Lever became a Nuggets icon in many ways. His scoring, along with his ability to generate assists and rebounds, was very much ahead of its time. In the 80’s, Lever’s Nuggets played a high-energy, fast-tempo style of basketball similar to the style of play that has become mainstream today. While turning Denver into a house of horrors for visiting teams — due to the combination of the mile-high altitude in Denver and the team’s fast pace– Lever helped lead the Nuggets to playoff appearances in all six of his seasons with the franchise, including the Western Conference Finals in 1985 against the Los Angeles Lakers.
The Nuggets’ all-around point guard averaged 17.0 points, 7.6 rebounds, 7.5 assists and 2.4 steals per game and was a triple-double machine, logging 46 triple-doubles while playing in Denver.

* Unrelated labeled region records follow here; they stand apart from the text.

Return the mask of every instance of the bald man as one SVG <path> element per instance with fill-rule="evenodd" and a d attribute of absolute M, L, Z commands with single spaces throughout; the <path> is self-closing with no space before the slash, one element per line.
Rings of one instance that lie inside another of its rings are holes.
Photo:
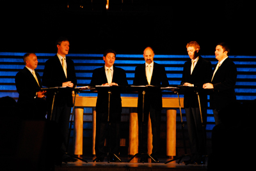
<path fill-rule="evenodd" d="M 38 61 L 34 53 L 23 56 L 25 67 L 17 73 L 15 85 L 19 93 L 18 105 L 23 118 L 44 120 L 47 114 L 45 91 L 40 91 L 42 82 L 39 74 L 35 71 Z"/>
<path fill-rule="evenodd" d="M 134 86 L 152 85 L 155 86 L 167 87 L 169 86 L 164 67 L 153 61 L 154 52 L 151 47 L 147 47 L 143 52 L 145 64 L 140 64 L 135 69 L 135 76 L 133 81 Z M 144 129 L 142 133 L 142 92 L 138 93 L 138 117 L 139 121 L 140 151 L 142 153 L 147 153 L 147 129 Z M 148 128 L 148 114 L 150 114 L 153 135 L 153 149 L 151 156 L 157 162 L 159 155 L 160 139 L 161 111 L 162 110 L 162 93 L 160 89 L 154 91 L 146 91 L 144 98 L 144 123 L 145 128 Z M 142 135 L 143 135 L 142 137 Z M 143 138 L 143 140 L 142 140 Z M 141 144 L 141 142 L 143 144 Z M 143 149 L 141 148 L 143 147 Z M 138 161 L 147 161 L 141 158 Z"/>

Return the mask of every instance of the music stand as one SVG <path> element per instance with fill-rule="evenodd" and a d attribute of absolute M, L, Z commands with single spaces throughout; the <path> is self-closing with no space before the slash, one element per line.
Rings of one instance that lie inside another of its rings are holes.
<path fill-rule="evenodd" d="M 187 148 L 186 146 L 186 140 L 185 140 L 185 133 L 184 133 L 184 124 L 183 123 L 183 119 L 182 119 L 182 114 L 181 112 L 181 105 L 180 105 L 180 96 L 179 96 L 179 91 L 180 91 L 180 89 L 177 87 L 166 87 L 166 88 L 161 88 L 161 89 L 163 90 L 169 90 L 171 91 L 172 92 L 173 92 L 174 93 L 177 94 L 178 95 L 178 100 L 179 100 L 179 109 L 180 109 L 180 125 L 181 125 L 181 131 L 182 131 L 182 138 L 183 138 L 183 145 L 184 145 L 184 152 L 185 154 L 179 156 L 179 157 L 177 157 L 175 158 L 173 160 L 167 161 L 164 163 L 164 164 L 168 163 L 171 161 L 179 160 L 177 163 L 179 164 L 181 160 L 186 157 L 186 156 L 189 156 L 189 155 L 187 154 Z"/>
<path fill-rule="evenodd" d="M 145 89 L 147 89 L 147 87 L 156 87 L 154 86 L 131 86 L 131 87 L 136 87 L 138 89 L 142 89 L 143 91 L 142 91 L 142 134 L 141 134 L 141 144 L 142 144 L 142 149 L 143 149 L 143 145 L 144 145 L 144 143 L 143 143 L 143 134 L 144 134 L 144 129 L 145 129 L 145 123 L 144 123 L 144 100 L 145 100 L 145 94 L 146 93 Z M 128 163 L 130 162 L 134 158 L 135 158 L 137 156 L 141 156 L 141 163 L 144 163 L 145 161 L 144 159 L 145 156 L 147 156 L 147 157 L 149 157 L 150 158 L 151 158 L 152 160 L 153 160 L 155 163 L 157 163 L 156 160 L 154 160 L 149 154 L 148 153 L 143 153 L 143 152 L 138 152 L 135 154 L 129 161 Z"/>
<path fill-rule="evenodd" d="M 114 88 L 115 87 L 115 88 Z M 107 145 L 108 145 L 108 152 L 102 152 L 100 153 L 97 157 L 96 157 L 93 161 L 95 161 L 99 158 L 100 158 L 102 155 L 106 155 L 107 158 L 108 158 L 108 163 L 110 162 L 110 156 L 112 155 L 113 156 L 114 156 L 116 159 L 117 159 L 120 162 L 122 162 L 121 160 L 115 154 L 111 152 L 111 146 L 109 145 L 109 144 L 111 144 L 111 138 L 109 138 L 109 131 L 111 131 L 111 121 L 109 119 L 109 116 L 110 116 L 110 95 L 111 94 L 111 90 L 113 89 L 118 89 L 118 88 L 120 88 L 122 87 L 122 86 L 96 86 L 96 89 L 97 90 L 104 90 L 104 91 L 108 91 L 108 134 L 107 134 Z"/>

Aside from his game-to-game accolades, Lever’s name appears all over the Nuggets record books. He ranks first in steals (1,167), second in assists (3,566), seventh in points (8,081), seventh in made field goals (3,304), seventh in minutes played (16,867) and eighth in rebounds (3,621).
Lever’s name has been somewhat overlooked in past years; however, current head coach Michael Malone is using Lever’s milestones to mold the present day Denver Nuggets after one of their all-time greats.
“Just go upstairs on our practice court and look on all those plaques at all the stats — Fat Lever’s name is on almost every damn plaque up there,” Malone said. “[It] speaks to the player he was in every area, how he impacted the game.”
With today’s NBA being labeled as ‘positionless’, Lever’s style is something the present-day team can draw from. With quick shooting, lightning-fast passing, and a wide-open style of play, the 2017 Nuggets would have fit very nicely in the go-go ’80’s — a decade that was probably the best in team history.
Retiring Lever’s number will serve as a reminder to now-and-future Nuggets that one of the franchise’s finest player’s example can still be used as a model to help continue to push the culture forward in Denver.
“Fat Lever, for his size, had a huge heart and impacted the game in so many ways,” Malone said. “Scoring, rebounding, steals, defense.”
The Nuggets will likely never form an All-Star-studded super-team like the Golden State Warriors or Cleveland Cavaliers, but they can develop a new era of sustained success led by their play style and current core of players — like Lever did all those years ago.
Lever’s Nuggets were never the league’s darlings, but they were a solid unit that competed every season — and they were awfully entertaining, to boot. The model set all those years ago can serve as both a learning example and a stepping stone for the franchise today, and hopefully, the future.